On Parables: Give It To Me Slant

One of my favorite things about Jesus are his parables. Those of us who have grown up in, or at least around the church, know them well. The Good Shepherd, the Good Samaritan, the Prodigal Son, The Workers in the Vineyard, the Mustard Seed, the Wedding Banquet, the Sheep and the Goats and the Lost Coin are only a few of the forty some parables of Jesus.

This summer those of us at Camas Friends have decided to work through a number of the parables of Jesus. The goal isn’t to “figure them out” so much as it is to enter into them in a way that we become participants in the story and allow them to expand our imaginations about the Kingdom of God. It seems to me that the (big ‘C’) Church suffers from a lack of imagination all too frequently. Not only are we happy to hear the interpretations of the Bible that were birthed in another historical period, but we often read our sacred text in a way that guards ourselves from being read into the challenges the text often offers. We would much rather identify with the protagonists, than turn a difficult parable of Jesus back onto ourselves.

But the meaning(s) of the parables is such that this is exactly what they were meant to do. They were meant to get lodged into the core of who we are and at an unsuspecting time explode our imaginations and understandings of God wide-open. Theologian James Allison suggests that there are two ways to read parables. The first way is to read them in a “dull-hearted” way, in which the reading reinforces the status quo, and does not help to move us along at all. Then there is a more subversive approach, in this way the parables are more like a time-bomb:

Parables a like little time-bombs, when [they] explode, they can cause change in the imaginative world. He does this because of the hostility of those he is working with and the dangerous territory of which he treads.

And again,

Jesus’ technique consists of “introducing a little subversion from within into the normal imagination in order to open out our horizons a little with respect to who God is and what are his ways.” (From Raising Abel).

This time-bomb approach to the parables, if we can read them in this way, resists trying to “figure them out” and instead lets them wash over our imaginations.

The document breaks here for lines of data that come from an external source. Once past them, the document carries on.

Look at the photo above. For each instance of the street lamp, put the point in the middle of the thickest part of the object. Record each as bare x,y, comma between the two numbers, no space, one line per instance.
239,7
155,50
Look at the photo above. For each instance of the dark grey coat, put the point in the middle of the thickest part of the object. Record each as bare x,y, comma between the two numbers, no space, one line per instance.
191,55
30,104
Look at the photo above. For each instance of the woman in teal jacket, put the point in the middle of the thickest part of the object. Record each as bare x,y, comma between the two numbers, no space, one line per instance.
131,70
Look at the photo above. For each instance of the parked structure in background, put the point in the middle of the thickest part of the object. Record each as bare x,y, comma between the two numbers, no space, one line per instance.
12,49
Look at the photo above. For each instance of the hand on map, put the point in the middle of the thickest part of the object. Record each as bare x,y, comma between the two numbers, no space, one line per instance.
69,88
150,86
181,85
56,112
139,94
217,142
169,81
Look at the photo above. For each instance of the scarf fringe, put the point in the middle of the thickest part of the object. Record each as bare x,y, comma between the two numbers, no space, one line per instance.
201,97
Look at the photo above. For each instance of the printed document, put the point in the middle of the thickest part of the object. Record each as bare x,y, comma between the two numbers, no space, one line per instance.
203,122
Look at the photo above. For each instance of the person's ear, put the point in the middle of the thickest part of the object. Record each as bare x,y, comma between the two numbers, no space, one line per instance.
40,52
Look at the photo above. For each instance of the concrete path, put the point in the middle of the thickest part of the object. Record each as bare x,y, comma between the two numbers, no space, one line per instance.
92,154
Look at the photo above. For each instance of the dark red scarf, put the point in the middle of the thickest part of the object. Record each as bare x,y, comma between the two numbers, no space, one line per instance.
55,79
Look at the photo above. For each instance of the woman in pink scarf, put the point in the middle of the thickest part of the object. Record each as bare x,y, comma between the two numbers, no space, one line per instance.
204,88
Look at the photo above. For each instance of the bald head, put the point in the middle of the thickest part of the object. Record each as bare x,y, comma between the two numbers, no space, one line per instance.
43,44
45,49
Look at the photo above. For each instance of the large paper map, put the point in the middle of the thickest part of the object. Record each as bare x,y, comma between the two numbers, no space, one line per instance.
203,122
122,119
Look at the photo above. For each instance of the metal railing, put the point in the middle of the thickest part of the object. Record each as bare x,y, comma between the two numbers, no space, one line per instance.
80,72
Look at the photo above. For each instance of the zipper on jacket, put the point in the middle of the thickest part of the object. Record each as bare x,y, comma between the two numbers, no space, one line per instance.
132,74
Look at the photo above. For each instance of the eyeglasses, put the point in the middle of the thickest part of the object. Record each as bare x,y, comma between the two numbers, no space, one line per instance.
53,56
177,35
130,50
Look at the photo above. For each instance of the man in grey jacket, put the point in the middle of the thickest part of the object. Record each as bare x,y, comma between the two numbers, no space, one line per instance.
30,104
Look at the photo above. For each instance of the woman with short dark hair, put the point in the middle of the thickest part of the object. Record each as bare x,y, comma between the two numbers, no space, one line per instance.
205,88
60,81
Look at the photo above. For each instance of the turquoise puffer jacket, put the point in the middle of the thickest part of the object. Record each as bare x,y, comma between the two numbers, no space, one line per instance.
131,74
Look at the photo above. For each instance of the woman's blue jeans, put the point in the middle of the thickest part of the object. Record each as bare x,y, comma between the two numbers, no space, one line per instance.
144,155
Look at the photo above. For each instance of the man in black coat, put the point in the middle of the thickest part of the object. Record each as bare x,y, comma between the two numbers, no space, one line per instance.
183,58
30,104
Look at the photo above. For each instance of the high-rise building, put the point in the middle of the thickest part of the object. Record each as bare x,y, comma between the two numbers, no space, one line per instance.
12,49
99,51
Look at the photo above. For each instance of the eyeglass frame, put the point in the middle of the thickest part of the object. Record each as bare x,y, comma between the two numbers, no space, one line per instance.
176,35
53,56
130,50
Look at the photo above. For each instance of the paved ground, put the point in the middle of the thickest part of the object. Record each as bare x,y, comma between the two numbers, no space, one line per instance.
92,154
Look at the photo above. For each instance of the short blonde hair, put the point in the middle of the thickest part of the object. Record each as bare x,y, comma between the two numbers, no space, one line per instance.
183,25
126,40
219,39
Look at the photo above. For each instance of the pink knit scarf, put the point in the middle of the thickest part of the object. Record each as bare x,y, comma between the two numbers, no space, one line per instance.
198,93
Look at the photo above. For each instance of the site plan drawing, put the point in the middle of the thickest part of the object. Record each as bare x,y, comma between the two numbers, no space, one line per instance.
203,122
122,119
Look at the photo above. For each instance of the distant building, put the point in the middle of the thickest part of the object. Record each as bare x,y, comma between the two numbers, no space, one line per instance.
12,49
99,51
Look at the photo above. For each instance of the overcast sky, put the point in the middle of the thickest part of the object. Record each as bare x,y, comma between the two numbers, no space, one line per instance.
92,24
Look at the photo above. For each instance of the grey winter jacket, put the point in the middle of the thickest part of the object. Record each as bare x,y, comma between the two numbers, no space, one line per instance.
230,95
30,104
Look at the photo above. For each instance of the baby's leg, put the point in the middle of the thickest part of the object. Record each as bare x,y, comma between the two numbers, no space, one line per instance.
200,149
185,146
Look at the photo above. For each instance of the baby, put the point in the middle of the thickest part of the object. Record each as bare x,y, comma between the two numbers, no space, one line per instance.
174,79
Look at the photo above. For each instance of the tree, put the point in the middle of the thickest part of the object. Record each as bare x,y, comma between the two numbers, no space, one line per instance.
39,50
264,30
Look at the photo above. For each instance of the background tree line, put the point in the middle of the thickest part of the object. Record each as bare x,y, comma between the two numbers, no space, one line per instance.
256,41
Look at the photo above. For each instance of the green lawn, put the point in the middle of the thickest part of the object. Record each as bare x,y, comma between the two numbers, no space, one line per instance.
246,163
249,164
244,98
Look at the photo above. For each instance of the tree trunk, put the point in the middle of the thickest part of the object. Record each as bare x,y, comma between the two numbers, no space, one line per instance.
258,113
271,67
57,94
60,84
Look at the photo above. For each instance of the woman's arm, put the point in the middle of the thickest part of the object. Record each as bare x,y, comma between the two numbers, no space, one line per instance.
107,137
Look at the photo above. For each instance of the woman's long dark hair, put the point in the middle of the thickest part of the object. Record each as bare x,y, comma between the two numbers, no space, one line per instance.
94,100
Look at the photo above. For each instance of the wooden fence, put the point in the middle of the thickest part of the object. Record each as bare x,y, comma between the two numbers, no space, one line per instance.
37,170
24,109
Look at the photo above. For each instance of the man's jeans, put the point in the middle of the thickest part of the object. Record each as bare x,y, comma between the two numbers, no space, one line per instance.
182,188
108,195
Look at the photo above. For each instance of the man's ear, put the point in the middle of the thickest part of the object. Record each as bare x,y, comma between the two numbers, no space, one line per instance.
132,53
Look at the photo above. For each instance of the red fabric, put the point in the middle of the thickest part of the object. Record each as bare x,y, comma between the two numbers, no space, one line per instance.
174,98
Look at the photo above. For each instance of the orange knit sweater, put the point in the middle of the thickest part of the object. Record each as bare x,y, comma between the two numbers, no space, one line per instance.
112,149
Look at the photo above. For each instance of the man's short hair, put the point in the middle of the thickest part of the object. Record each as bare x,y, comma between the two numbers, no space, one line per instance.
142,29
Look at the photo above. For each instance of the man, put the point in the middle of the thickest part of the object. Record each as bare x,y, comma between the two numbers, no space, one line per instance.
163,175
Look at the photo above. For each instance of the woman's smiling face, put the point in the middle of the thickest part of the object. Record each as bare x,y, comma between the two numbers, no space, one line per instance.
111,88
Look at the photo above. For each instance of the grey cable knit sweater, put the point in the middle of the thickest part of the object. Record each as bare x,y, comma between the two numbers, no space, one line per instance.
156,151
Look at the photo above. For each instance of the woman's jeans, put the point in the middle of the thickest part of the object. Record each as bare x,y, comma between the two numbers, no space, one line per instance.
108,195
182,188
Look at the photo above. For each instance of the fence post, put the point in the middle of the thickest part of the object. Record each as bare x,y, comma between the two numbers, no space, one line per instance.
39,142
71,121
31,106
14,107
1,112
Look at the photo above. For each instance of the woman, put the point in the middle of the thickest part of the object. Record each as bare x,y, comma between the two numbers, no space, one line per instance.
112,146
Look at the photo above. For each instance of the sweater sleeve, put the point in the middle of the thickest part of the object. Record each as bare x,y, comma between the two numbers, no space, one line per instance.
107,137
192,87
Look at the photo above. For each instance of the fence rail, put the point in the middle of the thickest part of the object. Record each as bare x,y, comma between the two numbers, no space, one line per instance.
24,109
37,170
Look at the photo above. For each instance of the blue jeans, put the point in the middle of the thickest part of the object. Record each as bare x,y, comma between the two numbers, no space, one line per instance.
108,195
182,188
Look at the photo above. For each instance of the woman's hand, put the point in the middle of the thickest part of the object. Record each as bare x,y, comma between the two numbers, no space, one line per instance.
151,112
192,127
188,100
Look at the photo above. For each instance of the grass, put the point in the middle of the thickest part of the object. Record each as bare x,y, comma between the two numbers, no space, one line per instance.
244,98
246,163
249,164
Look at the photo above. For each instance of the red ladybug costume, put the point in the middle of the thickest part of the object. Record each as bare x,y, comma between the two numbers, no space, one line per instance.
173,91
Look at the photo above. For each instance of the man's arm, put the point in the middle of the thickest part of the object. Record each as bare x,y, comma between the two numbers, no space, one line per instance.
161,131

In the words of Emily Dickinson we should come at truth “slant.”

So how do we do this?

There are many ways and the way we are doing it isn’t the only but I have tried to structure our Sunday morning times in three ways (following some of the ideas on Children’s spirituality I developed here).

First, we listen to the text read multiple times through the voices of different people in the meeting and often in different translations.

Second, we ask “wondering” questions and leave the space open for everyone and anyone to speak from their own experience in a worshipful manner. Here we use the basic questions from Godly Play.

I wonder:

  1. What part you liked best (what was your favorite part)
  2. What was most important
  3. Where you are/ what part is about you
  4. If there is any part we could leave out and still have all the story we need

Third, I have been giving a short amount of background information on areas that may help to “open up” meaning in the parables and then I read a short story or new rendering of the parable that might offer an perspective into the parable in an indirect or slanted way.

Finally, we move into open (or silent) worship.

It has been a lot of fun to learn together and discuss these parables with our meeting. The insights that people have on these stories is always profound and shows just how powerful these stories really are.